Internacional, Seguridad

Maniobras militares de China alrededor de Taiwán elevan la tensión y ponen en alerta a aliados regionales

La situación en el estrecho de Taiwán volvió a encender las alarmas internacionales luego de que China iniciara una serie de ejercicios militares de gran envergadura en áreas cercanas a la isla. Las maniobras, que incluyen fuego real y un amplio despliegue de medios navales y aéreos, han sido interpretadas por Taiwán y por varios países aliados como una señal de presión directa y una demostración de fuerza por parte de Pekín.

El operativo, bautizado como “Justicia 2025”, moviliza a unidades del Ejército Popular de Liberación (EPL) compuestas por fragatas, destructores, bombarderos, drones y efectivos terrestres. De acuerdo con el mando militar chino, los entrenamientos simulan escenarios de combate conjunto en mar y tierra, con énfasis en la capacidad de aislar objetivos estratégicos y restringir el acceso a puertos y rutas clave en torno a la isla.

Desde Pekín, el Comando del Teatro Oriental indicó que estas maniobras buscan fortalecer la preparación operativa ante posibles contingencias, mientras que voceros oficiales subrayaron que los ejercicios responden a la necesidad de salvaguardar la soberanía y la integridad territorial de China. En ese contexto, el Gobierno chino reiteró que la cuestión de Taiwán es un asunto interno y advirtió sobre los riesgos de una intervención extranjera.

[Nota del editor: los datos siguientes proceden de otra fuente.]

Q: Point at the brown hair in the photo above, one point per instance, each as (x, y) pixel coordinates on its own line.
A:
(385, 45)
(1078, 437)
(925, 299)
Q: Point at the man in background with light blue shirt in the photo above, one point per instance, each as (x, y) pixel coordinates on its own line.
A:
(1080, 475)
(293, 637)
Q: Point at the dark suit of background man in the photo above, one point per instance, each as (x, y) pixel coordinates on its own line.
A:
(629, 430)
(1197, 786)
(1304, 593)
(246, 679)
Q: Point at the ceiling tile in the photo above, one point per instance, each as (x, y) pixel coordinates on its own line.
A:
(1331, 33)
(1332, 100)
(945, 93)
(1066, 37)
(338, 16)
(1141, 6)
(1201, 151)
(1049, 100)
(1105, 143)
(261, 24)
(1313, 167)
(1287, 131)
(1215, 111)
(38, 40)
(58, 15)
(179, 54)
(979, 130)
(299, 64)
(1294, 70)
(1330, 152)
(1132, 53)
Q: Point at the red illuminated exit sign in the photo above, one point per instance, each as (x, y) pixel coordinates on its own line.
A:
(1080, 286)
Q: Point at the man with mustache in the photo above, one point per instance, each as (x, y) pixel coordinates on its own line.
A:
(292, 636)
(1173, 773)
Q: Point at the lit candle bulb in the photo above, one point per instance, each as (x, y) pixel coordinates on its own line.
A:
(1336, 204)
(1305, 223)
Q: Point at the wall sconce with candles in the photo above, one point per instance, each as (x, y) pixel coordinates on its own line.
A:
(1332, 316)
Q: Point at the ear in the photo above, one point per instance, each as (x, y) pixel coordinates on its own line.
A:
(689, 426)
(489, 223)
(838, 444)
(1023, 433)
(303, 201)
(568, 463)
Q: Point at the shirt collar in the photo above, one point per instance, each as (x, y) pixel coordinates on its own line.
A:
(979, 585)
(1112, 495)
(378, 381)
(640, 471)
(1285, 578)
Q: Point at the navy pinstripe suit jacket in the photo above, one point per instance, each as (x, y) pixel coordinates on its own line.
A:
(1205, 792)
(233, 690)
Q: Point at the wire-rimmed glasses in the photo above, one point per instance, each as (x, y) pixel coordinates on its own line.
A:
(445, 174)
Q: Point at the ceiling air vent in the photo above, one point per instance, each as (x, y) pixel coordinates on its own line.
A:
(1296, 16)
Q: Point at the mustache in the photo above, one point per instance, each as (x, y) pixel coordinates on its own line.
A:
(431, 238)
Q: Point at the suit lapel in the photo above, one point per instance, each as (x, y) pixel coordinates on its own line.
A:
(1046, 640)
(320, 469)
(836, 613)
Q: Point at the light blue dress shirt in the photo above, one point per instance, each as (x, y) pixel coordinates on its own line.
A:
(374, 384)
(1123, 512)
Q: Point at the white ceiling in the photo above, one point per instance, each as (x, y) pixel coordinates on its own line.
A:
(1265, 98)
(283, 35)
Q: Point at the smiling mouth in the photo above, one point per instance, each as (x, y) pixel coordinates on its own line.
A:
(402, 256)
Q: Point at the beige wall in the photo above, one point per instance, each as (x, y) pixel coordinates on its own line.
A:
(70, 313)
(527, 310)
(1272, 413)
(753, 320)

El endurecimiento del discurso coincide con la reciente aprobación por parte de Estados Unidos de un paquete de venta de armas a Taiwán valorado en más de 11.000 millones de dólares. Esta decisión fue duramente criticada por las autoridades chinas, que consideran que el suministro de armamento a Taipéi alimenta las tensiones y alienta posturas independentistas en la isla.

Como parte del anuncio, el EPL difundió zonas específicas alrededor de Taiwán donde se desarrollarán los ejercicios con fuego real y pidió a embarcaciones y aeronaves civiles mantenerse alejadas de esos sectores. Autoridades taiwanesas alertaron que algunas de las áreas señaladas se encuentran muy próximas a su litoral y afectan corredores internacionales de transporte, lo que incrementa la preocupación por la seguridad regional.

Desde Taipéi, el Gobierno calificó las maniobras como un acto de coerción militar. La portavoz presidencial, Karen Kuo, afirmó que estas acciones representan una amenaza directa a la estabilidad en el estrecho y un desafío al orden internacional. En paralelo, el Ministerio de Defensa de Taiwán reportó una intensa actividad militar china en las inmediaciones de la isla, con decenas de aeronaves y buques detectados en un solo día.

Según el balance oficial, se registró la presencia de 89 aviones militares chinos, además de 28 buques de guerra y guardacostas, junto con unidades anfibias desplegadas en el Pacífico Occidental. Se trata del mayor número de aeronaves detectadas en una jornada desde finales de 2024, lo que refuerza la percepción de una escalada significativa.

En los últimos años, China ha intensificado su estrategia de presión sobre Taiwán mediante acciones diplomáticas, económicas y militares. Los sobrevuelos frecuentes, las incursiones navales y los ejercicios a gran escala se han convertido en una herramienta habitual para reafirmar su reclamo sobre la isla, que cuenta con gobierno, fuerzas armadas y sistema monetario propios, aunque solo es reconocida oficialmente por un número reducido de países.

El distanciamiento entre Pekín y Taipéi se profundizó tras la llegada al poder del Partido Progresista Democrático en 2016. El actual presidente taiwanés, Lai Ching-te, quien asumió en 2024, defiende la soberanía de la isla, una postura que choca frontalmente con la posición del Gobierno chino y mantiene al estrecho de Taiwán como uno de los puntos más sensibles del panorama geopolítico global.